[92] a. Add: I. 'Hildebrand,' Wigström, Folkdiktning, II, 13. J. 'Fröken Gyllenborg,' the same, p. 24.
[96] a. Böðvar Bjarki, fighting with great effect as a huge bear for Hrólfr Kraki, is obliged to return to his ordinary shape in consequence of Hjalti, who misses the hero from the fight, mentioning his name: Saga Hrólfs Kraka, c. 50, Fornaldar Sögur, I, 101 ff. In Hjálmtèrs ok Ölvers Saga, c. 20, F. S. III, 506 f, Hörðr bids his comrades not call him by name while he is fighting, in form of a sword-fish, with a walrus, else he shall die. A prince, under the form of an ox, fighting with a six-headed giant, loses much of his strength, and is nigh being conquered, because a lad has, contrary to his prohibition, called him by name. Asbjørnsen og Moe, Norske Folkeeventyr, 2d ed., p. 419. All these are cited by Moe, in Nordisk Tidskrift, 1879, p. 286 f. Certain kindly domestic spirits renounce relations with men, even matrimonial, if their name becomes known: Mannhardt, Wald- und Feldkulte, I, 103.
[97] b. Insert: Spanish. Milá, Romancerillo Catalan, 2d ed., No 206, D, p. 164: olivera y oliverá, which, when grown tall, join.

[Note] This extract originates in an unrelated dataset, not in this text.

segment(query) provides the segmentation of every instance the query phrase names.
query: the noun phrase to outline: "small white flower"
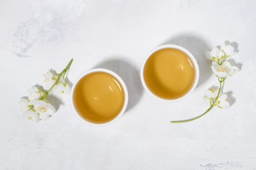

Servian. Add: Karadshitch, I, 345, vv 225 ff, two pines, which intertwine. In I 309, No 421, they plant a rose over the maid, a vine over the man, which embrace as if they were Jani and Milenko. The ballad has features of the Earl Brand class. (I, 239, No 341 == Talvj, II, 85.)
Russian. Hilferding, Onezhskya Byliny, col. 154, No 31, laburnum (?) over Basil, and cypress over Sophia, which intertwine; col. 696, No 134, cypress and willow; col. 1242, No 285, willow and cypress.
Little Russian (Carpathian Russians in Hungary), Golovatsky, II, 710, No 13: John on one side of the church, Annie on the other; rosemary on his grave, a lily on hers, growing so high as to meet over the church. Annie's mother cuts them down. John speaks from the grave: Wicked mother, thou wouldst not let us live together; let us rest together. Golovatsky, I, 186, No 8: a maple from the man's grave, white birch from the woman's, which mingle their leaves.
Slovenian. Štúr, O národnich Písních a Povĕstech Plemen slovanských, p. 51: the lovers are buried east and west, a rose springs from the man's grave, a lily from the maid's, which mingle their growth.
Wend. Add: Haupt and Schmaler, II, 310, No 81.
Breton. Add: Villemarqué, Barzaz Breiz, 'Le Seigneur Nann et La Fée,' see p. 379, note §, of this volume.
[98] a. Armenian. The ashes of two lovers who have been literally consumed by a mutual passion are deposited by sympathetic hands in one grave. Two rose bushes rise from the grave and seek to intertwine, but a thorn interposes and makes the union forever impossible. (The thorn is creed. The young man was a Tatar, and his religion had been an insuperable obstacle in the eyes of the maid's father.) Baron von Haxthausen, Transkaukasia, I, 315 f. (Köhler.)